Is Roe v Wade the Law of the Land?

Since the Supreme Court passed down their landmark Roe v Wade opinion on January 22, 1973, approximately one and a half million unborn children have been sentenced to death each year in America. People who campaign for legalizing the murder of the unborn frequently use the slogan “Roe v Wade is the law of the land,” but this is contrary to what the supreme law of the Land actually says. Article I Section 1 Clause 1 of the US Constitution states, “All legislative powers herein granted shall be vested in a Congress of the United States, which shall consist of a Senate and House of Representatives.”

Given that “all legislative powers” are vested in the Congress of the United States, then no legislative powers are vested in either the Executive or Judicial branches. The judiciary, without any legislative power, cannot make law. It is for this reason all decisions passed down from the court, since its establishment under the US Constitution, begin with the header, “Opinion of the Court.”  Understanding this fact makes it clear their decision in Roe v Wade is only their opinion applicable to that case and is not law.

In making their decision, the 1973 Supreme Court overturned approximately 100 years of established, accepted, and upheld statute law. Until 1973, anti-abortion statutes had been on the law books for over a century in many States. Connecticut, in 1821, was the first State to enact abortion legislation and prior to that, abortion was most likely not prevalent enough to merit State statute law, but it had been a part of common law prior to America’s founding. After the 1973 court passed their landmark decision, every State, in fear of losing a protracted court battle, repealed their anti-abortion statutes as if the Supreme Court’s opinion was established law. If it seems odd that the opinion of one court could overturn over 200 years of common law and over 100 years of clearly defined and upheld statute laws, it is because the 1973 court used a different standard for interpreting the Constitution than had been previously used by most of the other supreme courts[1] in our nation’s history.

Most previous courts subscribed to the higher law principle.  Although the US Constitution is the supreme law of the Land it is not the highest law in the land. Our founders, in the Declaration of Independence, by appealing to “Laws of Nature” subscribed to the higher law principle by which they understood God’s Law supersedes all others.
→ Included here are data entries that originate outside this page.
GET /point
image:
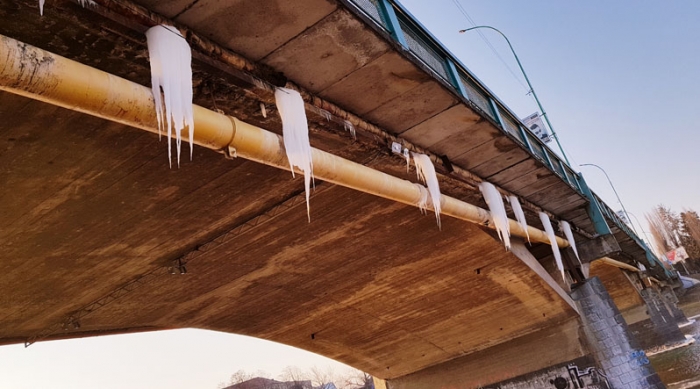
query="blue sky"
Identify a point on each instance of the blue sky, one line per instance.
(618, 80)
(620, 83)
William Blackstone[2] described the clear connection between the Laws of Nature and God’s supremacy, “This law of nature, being co-eval [coexisting] with mankind and dictated by God himself, is of course superior in obligation to any other. It is binding over all the globe, in all countries, and at all times: no human laws are of any validity, if contrary to this; and such of them as are valid derive all their force,…, from this original.” The 1973 Supreme Court did not use the higher law principle as most other courts in America’s history have. But, if one court can make such a ruling then another court can counter their opinion. When overturning precedents set by prior courts, many left leaning individuals cry ”stare decisis, stare decisis” which is Latin for “stand by things decided.”  In stare decisis both the left and right can agree, we need only go back to the original precedent.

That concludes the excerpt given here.